# Found tagged pigeon!!! Help



## reddie (Jun 12, 2005)

Hi!!

I found a tagged pigeon. It was on my back porch and we tried to catch it ...then it ran into the house where I was able to corner it and grab it. I've read up online a lil and some in this forum. I put him in a box and covered it with a milk crate. Gave it water with a dash of sugar and salt. Crushed up some peanuts and sunflower seeds. I dont know if its eating or drinkin because when I try to look at it, it just watches me. I'll try and get better food for it tomorrow. Right now its on my back porch. Should I leave it there or bring into the garage tonite? I also got its tag number. It is 

If 2004 741 bxc on the other leg is a plain blue plastic tag. 

I dont think it seems injured or sick. It probably is tired as I was able to catch it and it really just tried running away from me ...it didnt try flying. When I was holding it, it did flap its wings. It's head was covered with what looked like cobwebs and I cleaned that off. Its eyes look clear and bright. 

I just want to help it and find the owner or perhaps just make sure its safe and can fly home itself. 

What more can I do. I dont want to have it hanging around any longer than I have to. How can I know its ready to fly on its own. Any info would be most welcomed. I'll try checking this forum but it might be better to answer me by email
[email protected]

Thanks in advance


----------



## Pidgey (May 20, 2005)

Don't give it the sunflower seeds or peanuts unless they're raw and unsalted right now. Food probably isn't its worst problem right now. When you picked it up, did it feel heavy and plump or like a feathered bag of sticks?

Also, where basically are you? We might be able to find some help if it's required.

Pidgey


----------



## reddie (Jun 12, 2005)

Ok i took away the peanuts and seeds cuz they do have salt on em. It didnt feel too light or too heavy.

Ok my mother's friend who raises pigeons is coming to get the bird. I wasnt sure if he was around or on vacation.

This is the second time a pigeon has come to my house. We must be a pigeon magnet. Last time he came and got the bird ...he said he wined it and dined it for 2 weeks and then let it go and it flew like the wind. Thanks for all your help !!


----------



## Pidgey (May 20, 2005)

You're welcome and I'm glad you know a pigeon-person. That takes a load off.
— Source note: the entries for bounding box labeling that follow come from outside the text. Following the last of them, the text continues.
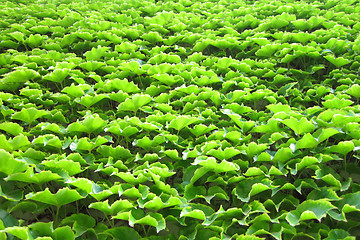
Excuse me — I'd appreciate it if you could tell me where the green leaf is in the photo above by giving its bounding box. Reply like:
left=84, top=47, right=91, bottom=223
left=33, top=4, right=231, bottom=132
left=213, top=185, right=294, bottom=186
left=0, top=149, right=28, bottom=175
left=9, top=31, right=24, bottom=43
left=286, top=200, right=336, bottom=226
left=52, top=226, right=75, bottom=240
left=167, top=115, right=201, bottom=131
left=61, top=83, right=84, bottom=98
left=346, top=84, right=360, bottom=98
left=42, top=159, right=83, bottom=176
left=193, top=157, right=240, bottom=173
left=0, top=67, right=40, bottom=91
left=233, top=177, right=272, bottom=202
left=295, top=133, right=319, bottom=149
left=0, top=122, right=24, bottom=136
left=26, top=188, right=84, bottom=207
left=84, top=45, right=109, bottom=61
left=283, top=117, right=315, bottom=135
left=5, top=168, right=61, bottom=185
left=102, top=78, right=140, bottom=93
left=75, top=94, right=109, bottom=108
left=66, top=113, right=106, bottom=134
left=89, top=199, right=134, bottom=216
left=101, top=227, right=141, bottom=240
left=255, top=44, right=279, bottom=57
left=323, top=97, right=353, bottom=109
left=11, top=107, right=48, bottom=124
left=44, top=68, right=70, bottom=83
left=313, top=128, right=339, bottom=143
left=118, top=94, right=152, bottom=112
left=329, top=141, right=355, bottom=156
left=141, top=32, right=163, bottom=43
left=5, top=226, right=34, bottom=240
left=246, top=142, right=268, bottom=158
left=296, top=156, right=319, bottom=171
left=324, top=229, right=355, bottom=240
left=324, top=55, right=351, bottom=67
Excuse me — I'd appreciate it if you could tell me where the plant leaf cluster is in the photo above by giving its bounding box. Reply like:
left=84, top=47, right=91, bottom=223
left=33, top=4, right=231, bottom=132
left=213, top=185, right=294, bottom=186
left=0, top=0, right=360, bottom=240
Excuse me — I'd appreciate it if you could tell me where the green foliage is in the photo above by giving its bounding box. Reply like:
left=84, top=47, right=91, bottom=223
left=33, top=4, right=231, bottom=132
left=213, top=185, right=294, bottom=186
left=0, top=0, right=360, bottom=240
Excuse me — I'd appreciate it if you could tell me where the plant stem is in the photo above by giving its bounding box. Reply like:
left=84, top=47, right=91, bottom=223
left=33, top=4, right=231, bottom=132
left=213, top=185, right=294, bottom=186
left=54, top=207, right=60, bottom=226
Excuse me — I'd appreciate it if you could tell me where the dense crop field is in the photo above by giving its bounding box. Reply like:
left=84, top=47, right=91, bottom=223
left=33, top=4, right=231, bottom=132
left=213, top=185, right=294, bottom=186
left=0, top=0, right=360, bottom=240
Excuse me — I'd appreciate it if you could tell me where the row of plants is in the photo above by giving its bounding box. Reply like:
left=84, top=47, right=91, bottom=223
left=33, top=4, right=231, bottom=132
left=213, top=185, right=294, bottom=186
left=0, top=0, right=360, bottom=240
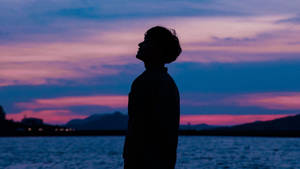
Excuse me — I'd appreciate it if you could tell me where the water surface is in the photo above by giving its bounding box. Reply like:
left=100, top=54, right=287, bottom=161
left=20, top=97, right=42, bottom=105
left=0, top=136, right=300, bottom=169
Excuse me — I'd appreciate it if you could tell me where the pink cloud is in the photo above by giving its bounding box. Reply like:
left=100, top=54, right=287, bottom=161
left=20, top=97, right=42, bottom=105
left=180, top=114, right=290, bottom=125
left=7, top=110, right=87, bottom=124
left=0, top=15, right=300, bottom=86
left=229, top=92, right=300, bottom=110
left=16, top=95, right=128, bottom=109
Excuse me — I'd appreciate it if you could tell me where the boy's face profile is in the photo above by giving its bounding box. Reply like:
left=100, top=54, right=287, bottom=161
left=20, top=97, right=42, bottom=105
left=136, top=37, right=161, bottom=62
We here at Pigeons.com believe that being a "pigeon magnet" is a GOOD THING so CONGRATULATIONS and you're welcome anytime!

Pidgey


----------



## deebeegrimm (Jun 16, 2005)

I also have a banded pigeon on my porch. It's been here for about three days. It's pretty, but it's making a mess on my porch and it just flew against one of my windows and hung on the screen for a minute or so. All the neighborhood dogs are barking like crazy. My daughter won't leave the house.

*Help* 

The numbers I can read on the yellow band are IF 2004 623.


----------



## Lovebirds (Sep 6, 2002)

There should be some letters on the band also. That's how someone would look up the band. Can you read them?


----------